"Kevin Wright" <kwright68@gmail.com> wrote in message
news:adf71a630511030726v10f1dc77sa7c760b96a27480f@mail.gmail.com...
> >From my experience (somewhat of a guess):
> Excel uses the first 16 rows of data to determine if a column is numeric
or
> character. The data type which is most common in the first 16 rows will
then
> be used for the whole column.
I ran some experiments trying to force RODBC to read column 1 of my worksheet as character data (the data are mostly numbers with two exceptions, 275a and 275b, as mentioned earlier).
Here's the base code:
> library(RODBC)
> channel <- odbcConnectExcel("U:/efg/lab/R/Krumlauf-Plasmid/construct
list.xls")
> plasmid <- sqlFetch(channel,"Sheet1", as.is=TRUE)
> odbcClose(channel)
> names(plasmid)
[1] "Plasmid Number" "Plasmid" "Concentration" "Comments" "Lost"
When Excel Sheet1 has rows 2:13 as an "X" to attempt to force treatment of column 1 as character data:
> class(plasmid$"Plasmid Number")
[1] "numeric"
> typeof(plasmid$"Plasmid Number")
[1] "double"
> plasmid$"Plasmid Number"[1:20]
[1] NA NA NA NA NA NA NA NA NA NA NA NA 2 3 4 5 6 7 8 9
Why would any software with 12 consecutive "X" character strings "assume" the data are purely numeric?

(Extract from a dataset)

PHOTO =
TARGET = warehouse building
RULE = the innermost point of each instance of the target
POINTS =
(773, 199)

Add one more "X" so rows 2:14 have an "X" to attempt to force treatment of column 1 as character data:
> class(plasmid$"Plasmid Number")
[1] "character"
> typeof(plasmid$"Plasmid Number")
[1] "character"
> plasmid$"Plasmid Number"[1:20]
[1] "X" "X" "X" "X" "X" "X" "X" "X" "X" "X" "X" "X" "X" NA NA NA NA NA NA NA
So RODBC now recognizes "character" Xs in column 1 and then declares all numbers as invalid? These are incredibly (bad) assumptions.

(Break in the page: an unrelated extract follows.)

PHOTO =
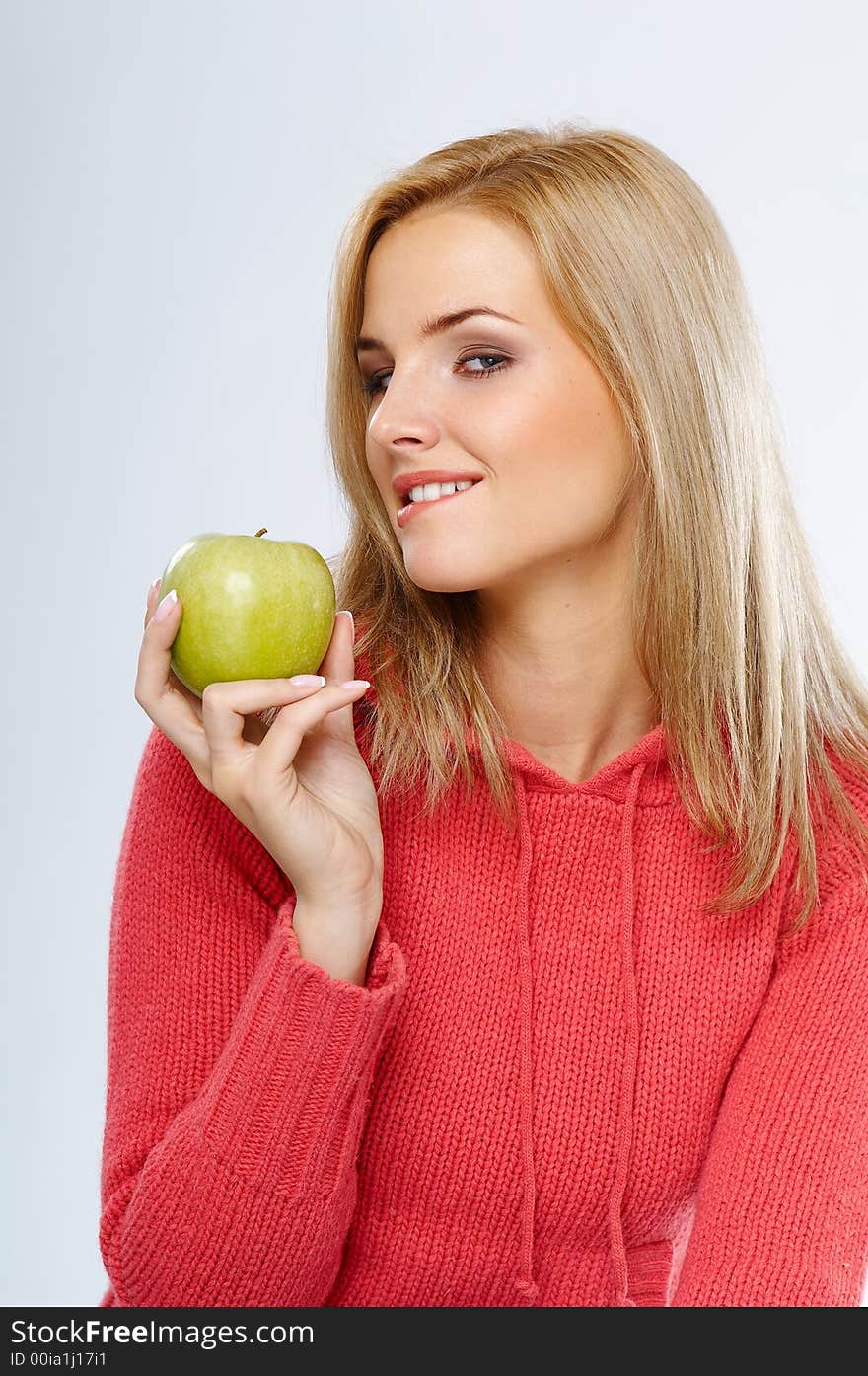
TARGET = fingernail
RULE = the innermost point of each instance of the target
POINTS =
(166, 606)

I say this is a "bug", but it may be an ODBC problem and not one with "R. And if this is not an official "bug", then it's a serious design problem. Minimally, this issue should be described in the R Data Import/Export document, which everyone is told to read before asking a question.
It's frustrating when packages like this work for "toy" problems, and the documentation never mentions the pitfalls of real data.
> The gregmisc bundle has a different read.xls function that uses a Perl
> script (xls2csv) and seems to be safer with mixed-type columns.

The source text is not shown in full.